Small businesses that were among the first to receive loans through the Paycheck Protection Program (PPP) may be preparing to file the application to have all or part of the loan forgiven. But new legislative changes could shift those plans as the program evolves.
The U.S. House on Thursday overwhelmingly passed the bipartisan Paycheck Protection Flexibility Act, which makes significant changes to the PPP and could make it easier for borrowers to obtain full forgiveness. The Senate has similar legislation pending, but with notable differences. The potential changes include:
- Increasing the amount of time recipients have to spend the loan, from eight weeks to 24 weeks (House bill), or from eight weeks to 16 weeks (Senate bill)
- Decreasing the percentage borrowers must spend on payroll costs, from at least 75% to 60%, while the other 40% can go to non-payroll expenses, such as rent, utilities and mortgage interest (House bill only; Senate includes no change)
- Extending the program from June 30, 2020, to December 31, 2020
- Extending loan terms from two years to five years
- Ensuring full access to payroll tax deferment for recipient
In its current form, the House bill offers more flexibility to small businesses, particularly to those that do not have a large portion of their total expenses dedicated to payroll.

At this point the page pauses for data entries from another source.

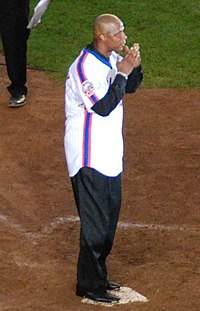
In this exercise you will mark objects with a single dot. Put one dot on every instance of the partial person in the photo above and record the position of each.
(14, 16)
(95, 86)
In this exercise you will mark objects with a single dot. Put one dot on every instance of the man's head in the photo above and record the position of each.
(108, 34)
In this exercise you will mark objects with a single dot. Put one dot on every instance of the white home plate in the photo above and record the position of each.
(126, 295)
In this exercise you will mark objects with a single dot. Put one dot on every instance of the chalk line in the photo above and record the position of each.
(48, 229)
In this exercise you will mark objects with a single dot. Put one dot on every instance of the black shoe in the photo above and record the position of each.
(99, 297)
(112, 285)
(18, 101)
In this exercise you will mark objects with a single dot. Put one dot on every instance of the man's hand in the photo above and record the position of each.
(131, 59)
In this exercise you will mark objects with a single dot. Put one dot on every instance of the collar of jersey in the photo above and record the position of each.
(100, 57)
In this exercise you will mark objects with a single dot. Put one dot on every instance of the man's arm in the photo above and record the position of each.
(115, 93)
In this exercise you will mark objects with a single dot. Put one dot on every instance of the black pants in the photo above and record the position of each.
(14, 16)
(98, 201)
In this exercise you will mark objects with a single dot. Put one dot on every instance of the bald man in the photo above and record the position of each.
(95, 86)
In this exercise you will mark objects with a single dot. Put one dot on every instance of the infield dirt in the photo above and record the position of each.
(156, 250)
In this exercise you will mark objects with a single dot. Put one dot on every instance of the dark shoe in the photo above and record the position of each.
(112, 285)
(99, 297)
(18, 101)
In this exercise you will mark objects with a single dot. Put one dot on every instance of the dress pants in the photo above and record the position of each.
(14, 15)
(98, 201)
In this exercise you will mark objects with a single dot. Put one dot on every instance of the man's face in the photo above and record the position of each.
(115, 37)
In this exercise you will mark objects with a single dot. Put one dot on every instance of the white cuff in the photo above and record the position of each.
(123, 74)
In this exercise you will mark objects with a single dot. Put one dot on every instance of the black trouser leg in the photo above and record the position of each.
(14, 35)
(98, 200)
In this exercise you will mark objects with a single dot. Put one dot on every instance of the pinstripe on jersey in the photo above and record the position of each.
(92, 140)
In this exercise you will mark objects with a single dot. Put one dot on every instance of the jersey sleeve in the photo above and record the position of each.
(89, 82)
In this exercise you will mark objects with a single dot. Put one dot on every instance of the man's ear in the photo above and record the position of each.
(102, 37)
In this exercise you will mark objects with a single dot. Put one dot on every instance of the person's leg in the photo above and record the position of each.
(14, 38)
(93, 199)
(115, 196)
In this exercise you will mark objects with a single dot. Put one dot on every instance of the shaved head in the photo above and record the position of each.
(105, 23)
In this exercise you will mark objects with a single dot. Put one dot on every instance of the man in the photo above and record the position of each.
(14, 16)
(95, 86)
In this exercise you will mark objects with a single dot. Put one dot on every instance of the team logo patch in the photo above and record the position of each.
(88, 88)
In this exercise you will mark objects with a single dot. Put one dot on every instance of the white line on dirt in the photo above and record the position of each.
(47, 230)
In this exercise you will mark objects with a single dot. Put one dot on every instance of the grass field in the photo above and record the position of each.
(168, 32)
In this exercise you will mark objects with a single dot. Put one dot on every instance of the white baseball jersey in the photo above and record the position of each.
(92, 140)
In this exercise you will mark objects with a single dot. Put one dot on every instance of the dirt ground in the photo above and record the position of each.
(156, 250)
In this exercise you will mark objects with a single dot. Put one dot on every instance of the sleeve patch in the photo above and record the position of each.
(88, 88)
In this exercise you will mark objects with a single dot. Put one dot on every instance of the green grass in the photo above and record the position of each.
(168, 32)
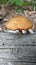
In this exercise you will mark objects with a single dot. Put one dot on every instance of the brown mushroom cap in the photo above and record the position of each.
(18, 23)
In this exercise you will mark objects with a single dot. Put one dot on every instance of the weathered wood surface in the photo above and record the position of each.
(17, 50)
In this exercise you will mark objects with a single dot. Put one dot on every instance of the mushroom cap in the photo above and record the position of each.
(18, 23)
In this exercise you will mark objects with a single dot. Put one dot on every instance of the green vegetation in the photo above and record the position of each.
(19, 3)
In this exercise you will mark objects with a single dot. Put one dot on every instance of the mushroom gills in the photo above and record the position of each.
(16, 31)
(12, 31)
(31, 31)
(24, 31)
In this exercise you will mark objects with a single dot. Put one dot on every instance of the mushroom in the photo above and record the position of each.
(19, 23)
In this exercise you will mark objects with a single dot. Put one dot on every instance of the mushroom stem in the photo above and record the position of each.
(24, 31)
(31, 31)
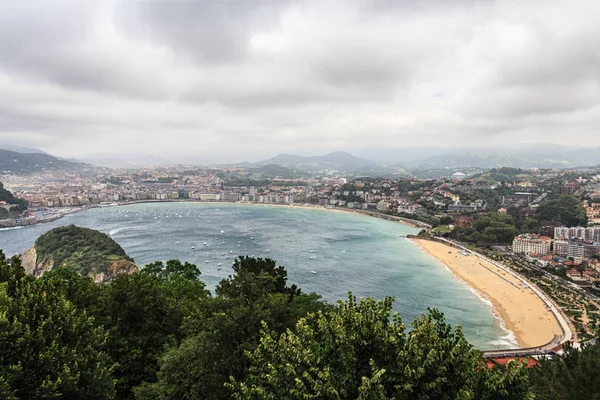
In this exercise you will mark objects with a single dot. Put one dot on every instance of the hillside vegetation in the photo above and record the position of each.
(83, 250)
(159, 334)
(15, 205)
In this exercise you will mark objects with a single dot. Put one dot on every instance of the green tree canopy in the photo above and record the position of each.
(572, 376)
(220, 330)
(48, 348)
(362, 351)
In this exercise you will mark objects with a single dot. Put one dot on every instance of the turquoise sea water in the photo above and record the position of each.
(353, 252)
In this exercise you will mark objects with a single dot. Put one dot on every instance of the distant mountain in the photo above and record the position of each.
(539, 155)
(21, 149)
(337, 160)
(24, 163)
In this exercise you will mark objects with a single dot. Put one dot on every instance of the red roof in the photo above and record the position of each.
(492, 362)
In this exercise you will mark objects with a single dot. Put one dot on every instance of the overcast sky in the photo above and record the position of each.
(247, 79)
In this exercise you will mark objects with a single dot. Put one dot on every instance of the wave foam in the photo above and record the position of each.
(115, 231)
(11, 228)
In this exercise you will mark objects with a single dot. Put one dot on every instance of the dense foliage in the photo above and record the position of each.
(159, 334)
(49, 348)
(573, 376)
(361, 351)
(566, 210)
(7, 196)
(84, 250)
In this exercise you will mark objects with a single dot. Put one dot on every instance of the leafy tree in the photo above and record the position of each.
(145, 312)
(572, 376)
(48, 348)
(222, 329)
(255, 277)
(446, 220)
(361, 351)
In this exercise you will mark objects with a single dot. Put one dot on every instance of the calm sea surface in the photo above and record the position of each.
(353, 252)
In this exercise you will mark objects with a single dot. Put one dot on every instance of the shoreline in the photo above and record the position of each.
(392, 218)
(518, 308)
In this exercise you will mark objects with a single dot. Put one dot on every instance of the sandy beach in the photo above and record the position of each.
(523, 312)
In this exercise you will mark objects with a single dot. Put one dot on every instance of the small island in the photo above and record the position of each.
(85, 251)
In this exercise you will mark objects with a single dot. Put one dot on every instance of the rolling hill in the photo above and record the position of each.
(337, 160)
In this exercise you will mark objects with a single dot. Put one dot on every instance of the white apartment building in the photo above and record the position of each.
(531, 244)
(560, 247)
(591, 234)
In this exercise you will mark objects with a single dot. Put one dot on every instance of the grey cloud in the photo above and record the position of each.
(77, 77)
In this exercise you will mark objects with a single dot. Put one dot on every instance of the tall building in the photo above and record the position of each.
(591, 234)
(560, 247)
(531, 244)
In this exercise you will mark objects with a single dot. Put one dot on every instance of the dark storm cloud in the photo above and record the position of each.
(82, 76)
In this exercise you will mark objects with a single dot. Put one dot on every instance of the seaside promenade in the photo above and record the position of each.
(536, 321)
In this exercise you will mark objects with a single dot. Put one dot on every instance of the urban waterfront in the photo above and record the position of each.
(330, 253)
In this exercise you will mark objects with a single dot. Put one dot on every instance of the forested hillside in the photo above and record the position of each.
(80, 249)
(159, 334)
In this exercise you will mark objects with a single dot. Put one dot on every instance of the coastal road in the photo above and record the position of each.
(567, 334)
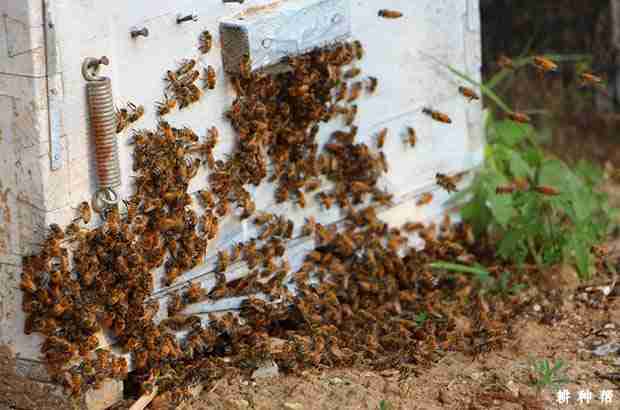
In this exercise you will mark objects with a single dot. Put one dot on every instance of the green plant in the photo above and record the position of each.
(529, 225)
(547, 375)
(486, 282)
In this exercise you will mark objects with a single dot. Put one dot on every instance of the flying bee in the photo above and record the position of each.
(547, 190)
(137, 112)
(468, 93)
(389, 14)
(186, 67)
(166, 106)
(437, 116)
(353, 72)
(206, 42)
(381, 138)
(425, 199)
(519, 117)
(544, 64)
(85, 212)
(372, 84)
(411, 136)
(505, 62)
(589, 79)
(446, 182)
(350, 115)
(209, 78)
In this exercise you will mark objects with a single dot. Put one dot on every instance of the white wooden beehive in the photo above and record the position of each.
(47, 152)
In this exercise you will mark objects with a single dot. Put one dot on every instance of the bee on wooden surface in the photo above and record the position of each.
(519, 117)
(437, 116)
(350, 115)
(505, 62)
(547, 190)
(381, 137)
(354, 93)
(411, 136)
(136, 113)
(446, 182)
(210, 78)
(468, 93)
(186, 67)
(84, 212)
(352, 72)
(425, 199)
(389, 14)
(165, 107)
(373, 82)
(206, 42)
(544, 64)
(505, 189)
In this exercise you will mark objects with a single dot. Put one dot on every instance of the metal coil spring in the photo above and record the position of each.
(103, 124)
(103, 120)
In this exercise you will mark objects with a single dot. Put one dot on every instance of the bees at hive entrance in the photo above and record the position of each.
(437, 116)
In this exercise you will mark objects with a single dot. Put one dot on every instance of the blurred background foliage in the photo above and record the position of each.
(574, 123)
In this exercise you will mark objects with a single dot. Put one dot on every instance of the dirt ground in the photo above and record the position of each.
(500, 379)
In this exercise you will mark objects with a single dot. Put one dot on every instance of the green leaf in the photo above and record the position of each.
(511, 133)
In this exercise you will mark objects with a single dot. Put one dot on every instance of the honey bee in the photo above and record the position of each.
(381, 138)
(389, 14)
(326, 200)
(437, 116)
(519, 117)
(505, 62)
(350, 116)
(84, 212)
(359, 50)
(354, 93)
(210, 77)
(446, 182)
(425, 199)
(165, 107)
(504, 189)
(186, 67)
(468, 93)
(544, 64)
(589, 79)
(206, 42)
(372, 84)
(411, 136)
(547, 190)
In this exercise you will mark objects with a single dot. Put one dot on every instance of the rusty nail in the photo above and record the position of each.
(142, 32)
(189, 17)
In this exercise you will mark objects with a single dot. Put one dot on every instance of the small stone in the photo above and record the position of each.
(266, 370)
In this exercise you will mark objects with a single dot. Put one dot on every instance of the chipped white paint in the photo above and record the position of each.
(47, 153)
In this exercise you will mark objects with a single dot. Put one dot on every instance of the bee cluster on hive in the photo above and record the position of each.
(355, 294)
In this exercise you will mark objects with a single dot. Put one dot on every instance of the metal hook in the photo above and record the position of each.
(91, 63)
(104, 199)
(189, 17)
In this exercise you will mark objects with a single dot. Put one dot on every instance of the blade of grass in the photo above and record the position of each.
(458, 268)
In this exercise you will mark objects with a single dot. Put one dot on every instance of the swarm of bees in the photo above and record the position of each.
(356, 292)
(127, 116)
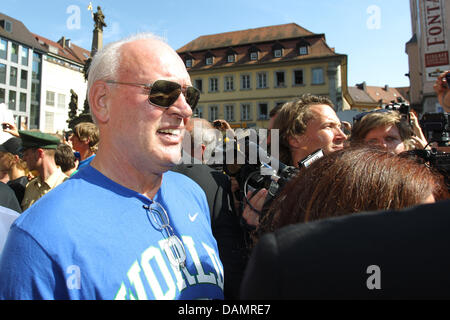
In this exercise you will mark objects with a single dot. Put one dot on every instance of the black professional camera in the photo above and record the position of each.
(254, 169)
(440, 161)
(436, 127)
(402, 107)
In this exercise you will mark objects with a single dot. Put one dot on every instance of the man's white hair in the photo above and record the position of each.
(105, 64)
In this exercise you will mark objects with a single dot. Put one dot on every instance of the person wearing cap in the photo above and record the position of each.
(39, 153)
(16, 168)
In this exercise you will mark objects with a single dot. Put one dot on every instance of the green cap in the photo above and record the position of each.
(36, 139)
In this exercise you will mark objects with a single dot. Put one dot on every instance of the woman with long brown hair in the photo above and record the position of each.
(353, 180)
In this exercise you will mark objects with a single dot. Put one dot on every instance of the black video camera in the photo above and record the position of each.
(254, 169)
(402, 107)
(436, 159)
(436, 127)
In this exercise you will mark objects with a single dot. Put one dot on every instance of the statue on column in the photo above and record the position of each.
(73, 105)
(99, 19)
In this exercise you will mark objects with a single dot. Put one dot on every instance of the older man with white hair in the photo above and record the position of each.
(123, 227)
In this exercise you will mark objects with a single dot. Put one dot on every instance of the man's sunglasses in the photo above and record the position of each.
(359, 116)
(164, 93)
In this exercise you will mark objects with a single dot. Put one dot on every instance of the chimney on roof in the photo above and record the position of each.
(62, 42)
(65, 43)
(362, 86)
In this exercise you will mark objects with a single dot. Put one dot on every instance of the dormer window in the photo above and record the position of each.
(209, 58)
(253, 53)
(7, 25)
(277, 50)
(302, 48)
(231, 55)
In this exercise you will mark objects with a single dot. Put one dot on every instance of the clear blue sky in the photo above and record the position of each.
(372, 33)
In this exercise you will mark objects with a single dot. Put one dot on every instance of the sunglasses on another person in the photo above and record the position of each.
(361, 115)
(164, 93)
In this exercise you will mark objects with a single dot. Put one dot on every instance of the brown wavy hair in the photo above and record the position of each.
(353, 180)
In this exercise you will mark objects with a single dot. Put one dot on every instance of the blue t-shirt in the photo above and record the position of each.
(91, 238)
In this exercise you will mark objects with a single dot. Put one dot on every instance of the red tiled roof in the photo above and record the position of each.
(242, 37)
(386, 94)
(288, 36)
(72, 52)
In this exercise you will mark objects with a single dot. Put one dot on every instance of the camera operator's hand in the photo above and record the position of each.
(257, 201)
(10, 128)
(442, 89)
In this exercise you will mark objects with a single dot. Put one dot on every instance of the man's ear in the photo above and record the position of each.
(97, 101)
(295, 141)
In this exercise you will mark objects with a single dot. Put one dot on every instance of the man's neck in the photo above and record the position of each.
(125, 174)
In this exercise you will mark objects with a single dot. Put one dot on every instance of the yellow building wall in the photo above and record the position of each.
(271, 95)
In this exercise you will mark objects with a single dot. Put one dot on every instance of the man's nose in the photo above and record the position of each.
(181, 107)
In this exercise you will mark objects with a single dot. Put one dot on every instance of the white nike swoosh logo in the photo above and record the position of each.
(192, 218)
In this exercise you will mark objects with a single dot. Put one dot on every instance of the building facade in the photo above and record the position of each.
(242, 75)
(37, 76)
(20, 72)
(62, 69)
(428, 51)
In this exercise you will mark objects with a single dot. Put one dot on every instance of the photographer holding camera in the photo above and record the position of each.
(442, 89)
(305, 125)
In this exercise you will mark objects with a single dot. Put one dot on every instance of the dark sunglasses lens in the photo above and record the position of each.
(192, 96)
(164, 93)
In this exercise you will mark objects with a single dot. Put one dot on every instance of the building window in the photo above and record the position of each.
(245, 82)
(213, 113)
(199, 112)
(13, 77)
(49, 121)
(2, 73)
(229, 83)
(317, 76)
(12, 100)
(303, 50)
(246, 112)
(298, 77)
(24, 56)
(23, 102)
(198, 83)
(2, 95)
(280, 79)
(50, 98)
(261, 80)
(61, 100)
(15, 52)
(3, 48)
(23, 79)
(213, 85)
(229, 112)
(263, 111)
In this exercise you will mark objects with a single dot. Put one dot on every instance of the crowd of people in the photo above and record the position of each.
(128, 207)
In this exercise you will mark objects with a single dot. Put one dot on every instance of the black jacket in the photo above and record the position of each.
(224, 222)
(382, 255)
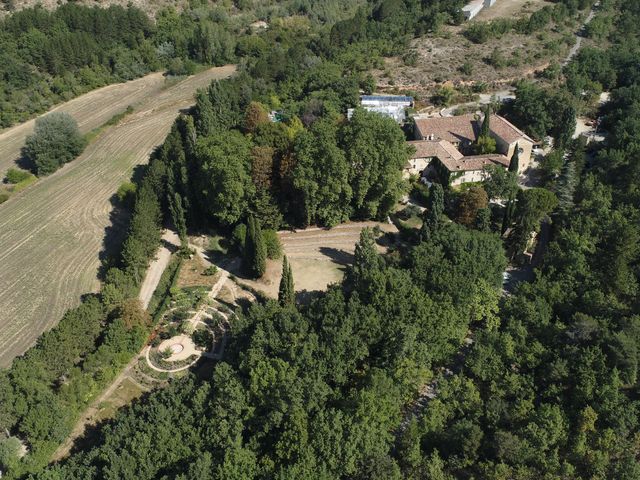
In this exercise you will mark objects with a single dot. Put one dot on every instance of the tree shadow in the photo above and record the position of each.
(305, 297)
(25, 163)
(93, 434)
(115, 233)
(114, 236)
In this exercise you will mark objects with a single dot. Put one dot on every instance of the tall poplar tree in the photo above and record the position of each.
(255, 251)
(286, 292)
(486, 123)
(514, 164)
(177, 214)
(435, 208)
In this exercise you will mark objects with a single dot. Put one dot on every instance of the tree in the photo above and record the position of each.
(55, 141)
(321, 176)
(483, 220)
(471, 202)
(262, 167)
(376, 151)
(485, 129)
(435, 208)
(533, 205)
(514, 163)
(255, 116)
(133, 315)
(224, 176)
(286, 292)
(177, 215)
(255, 252)
(499, 182)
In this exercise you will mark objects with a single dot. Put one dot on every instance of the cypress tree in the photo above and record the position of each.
(507, 220)
(486, 123)
(286, 292)
(177, 214)
(514, 164)
(260, 259)
(249, 247)
(255, 250)
(435, 208)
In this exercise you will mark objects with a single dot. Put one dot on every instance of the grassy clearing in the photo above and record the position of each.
(123, 395)
(115, 120)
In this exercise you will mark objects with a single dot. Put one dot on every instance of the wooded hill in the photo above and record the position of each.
(548, 388)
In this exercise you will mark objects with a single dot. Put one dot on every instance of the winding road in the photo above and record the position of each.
(52, 233)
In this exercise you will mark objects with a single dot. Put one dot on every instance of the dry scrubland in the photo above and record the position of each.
(51, 234)
(440, 57)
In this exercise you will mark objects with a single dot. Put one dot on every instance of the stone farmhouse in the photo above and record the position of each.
(444, 145)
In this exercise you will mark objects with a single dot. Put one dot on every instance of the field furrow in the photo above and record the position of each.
(52, 233)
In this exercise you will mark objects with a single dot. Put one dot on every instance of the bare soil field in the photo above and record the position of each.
(151, 7)
(318, 257)
(510, 9)
(52, 233)
(90, 110)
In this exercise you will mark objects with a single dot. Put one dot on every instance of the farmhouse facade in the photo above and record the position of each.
(443, 144)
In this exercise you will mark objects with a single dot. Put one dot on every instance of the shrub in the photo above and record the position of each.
(15, 175)
(202, 338)
(272, 242)
(55, 141)
(211, 270)
(126, 194)
(239, 236)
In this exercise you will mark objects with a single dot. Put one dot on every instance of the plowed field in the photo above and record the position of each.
(51, 234)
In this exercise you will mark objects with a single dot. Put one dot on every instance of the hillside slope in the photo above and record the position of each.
(53, 232)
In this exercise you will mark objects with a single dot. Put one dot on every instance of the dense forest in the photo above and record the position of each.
(51, 56)
(547, 384)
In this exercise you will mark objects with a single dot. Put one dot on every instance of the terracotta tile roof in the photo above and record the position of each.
(433, 148)
(503, 128)
(466, 127)
(451, 129)
(475, 162)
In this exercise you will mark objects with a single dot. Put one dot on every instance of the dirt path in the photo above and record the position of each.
(170, 243)
(51, 233)
(149, 284)
(90, 414)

As such, the legislation increases the ability to have the loan fully forgiven, though it will change the calculation and may cause a disruption for businesses already preparing to their application and expecting 100% to be forgiven.
Nevertheless, for recipients near the end of their eight-week expense period, it is best to hold off on completing a forgiveness application until new PPP legislation is passed and signed or is defeated. During this unprecedented time, these laws and programs will continue to evolve, and we all will need to adapt along with them.